ES shows clear advantages compared to other interpretational approaches. It enables categorization of the CSF results into five classes on an ordinal scale (0 - 4), with an increasing level of pathological changes of the CSF biomarkers in AD.

Furthermore, it includes, for the first time in the interpretation of the AD biomarkers in CSF, the idea of the border zone results.

This is clearly opposite to a dichotomous approach (CSF normal/pathologic) applied in earlier interpretations.

In addition, ES is less complicated and more robust in comparison to regression-based approaches or decision trees; for use in every-day laboratory routine in the Lab for Clinical Neurochemistry in Erlangen it has been fully automated, including graphical representation, with just a dozen lines of programming code.

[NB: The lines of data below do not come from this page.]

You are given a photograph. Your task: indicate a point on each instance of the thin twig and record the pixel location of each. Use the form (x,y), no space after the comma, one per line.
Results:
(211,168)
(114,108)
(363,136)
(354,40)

Compared to the otherwise very reliable A/T/N classification[3], ES stratifies individuals into classes on an ordinal scale, and not into entirely descriptive categories, which enables at least semi-quantitative correlation of the CSF findings with other metrics (such as odds ratios, MCI-to-dementia progression hazards, or quantitative results of neuroimaging).

Finally, and perhaps most importantly, ES is very flexible, enabling inclusion of further potentially interesting biomarkers (as long as they reflect amyloid pathology or neurodegeneration at least on an ordinal scale) without the necessity to recalculate the number of categories. This makes ES different from other published algorithms, e.g. the Paris-Lyon-Montpellier Scale[4] based on the number of the pathologic CSF biomarkers. Irrespective of the number of the biomarkers considered, the ES will always classify the CSF patterns into five ordinal categories.

References

  1. Lewczuk et al., Diagnostics (Basel), 2021, 11(12): 2372.
  2. Lewczuk et al., World J Biol Psychiatry, 2018, 19(4): 244-328.
  3. Jack et al., Alzheimers Dement, 2018, 14(4): 535-562.
  4. Lehmann et al., Front Aging Neurosci, 2018, 10:138.